With the 73-year-old Weinstein not taking the stand in Judge Curtis Faber's state courtroom, the jury in the retrial that started on April 23 is expected to hear closing arguments from the defense and the Manhattan DA.'s office Tuesday afternoon. If all goes to plan, the defense should rest their case after less than a week by mid-morning tomorrow.
That means it is very likely the jury of seven women and five men will begin their deliberations on Weinstein's East Coast fate as early as the end of the day Tuesday.
Of course, while not testifying, Weinstein has been running a guerrilla PR campaign of sorts during this retrial.
For instance, in a jailhouse interview with Candace Owens, who exited her post at the far-right Daily Wire last year over antisemitic posts and saw her YouTube channel suspended for a spell over the same issue, Weinstein claimed he 'did not commit these crimes.' Facing civil suits all over the nation since the 2017 New York Times exposé of decades of rapes, assaults and more, Weinstein added to Owens last month: 'I swear that before God and the people watching now and on my family.

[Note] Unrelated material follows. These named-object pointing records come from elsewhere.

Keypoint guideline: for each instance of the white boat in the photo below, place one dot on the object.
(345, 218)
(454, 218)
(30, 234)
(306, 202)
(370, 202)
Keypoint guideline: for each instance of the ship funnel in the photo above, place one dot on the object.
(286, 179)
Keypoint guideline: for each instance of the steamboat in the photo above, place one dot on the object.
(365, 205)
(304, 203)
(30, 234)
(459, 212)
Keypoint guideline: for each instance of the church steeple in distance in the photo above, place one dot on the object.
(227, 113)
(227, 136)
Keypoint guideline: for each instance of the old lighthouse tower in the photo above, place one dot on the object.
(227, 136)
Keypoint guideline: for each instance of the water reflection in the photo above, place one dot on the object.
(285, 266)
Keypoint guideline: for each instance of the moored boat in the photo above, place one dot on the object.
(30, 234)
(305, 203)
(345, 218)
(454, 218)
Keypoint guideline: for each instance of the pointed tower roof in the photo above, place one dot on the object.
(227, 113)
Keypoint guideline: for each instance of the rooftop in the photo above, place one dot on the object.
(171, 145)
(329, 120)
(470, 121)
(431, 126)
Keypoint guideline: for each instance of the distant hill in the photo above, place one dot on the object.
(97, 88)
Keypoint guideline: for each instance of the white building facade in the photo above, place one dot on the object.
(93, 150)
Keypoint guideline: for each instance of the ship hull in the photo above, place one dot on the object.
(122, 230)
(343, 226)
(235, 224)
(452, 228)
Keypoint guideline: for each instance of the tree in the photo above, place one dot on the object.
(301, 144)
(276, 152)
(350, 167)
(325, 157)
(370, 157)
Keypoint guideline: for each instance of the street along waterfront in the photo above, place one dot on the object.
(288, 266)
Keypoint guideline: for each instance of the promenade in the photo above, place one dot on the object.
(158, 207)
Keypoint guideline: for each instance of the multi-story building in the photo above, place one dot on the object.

I'm wrongfully accused. But justice has to know the difference between what is immoral and what is illegal.'
Leaning into the shifts in society since 2017 and the start of the #MeToo movement, defense attorney Arthur Aidala told the jury during his opening statement in late April that what occurred between his client and accusers Jessica Mann, Miriam Haley and Kaja Sokola were mutual and consensual 'friends with benefits' arrangements.
Having resided at Bellevue Hospital for the past several weeks, as opposed to the dank conditions at Rikers Island, Weinstein's retrial comes from his 23-year sentence from a 2020 rape conviction, which was tossed out in 2024 over much-debated prior 'Bad Acts' testimony the judge allowed at the time. Thanks to some sharp-elbowed NYC politics delivered by the well-connected Aidala, there is a new judge in this retrial. As well there is one additional count of Criminal Sexual Act in the First Degree, which was added to the indictment last September.
Still imprisoned due to his 2022 conviction in LA on sex crimes and sentenced to 16 years, which also is under appeal, Weinstein almost certainly would spend the rest of his life behind bars if found guilty again in the Empire State.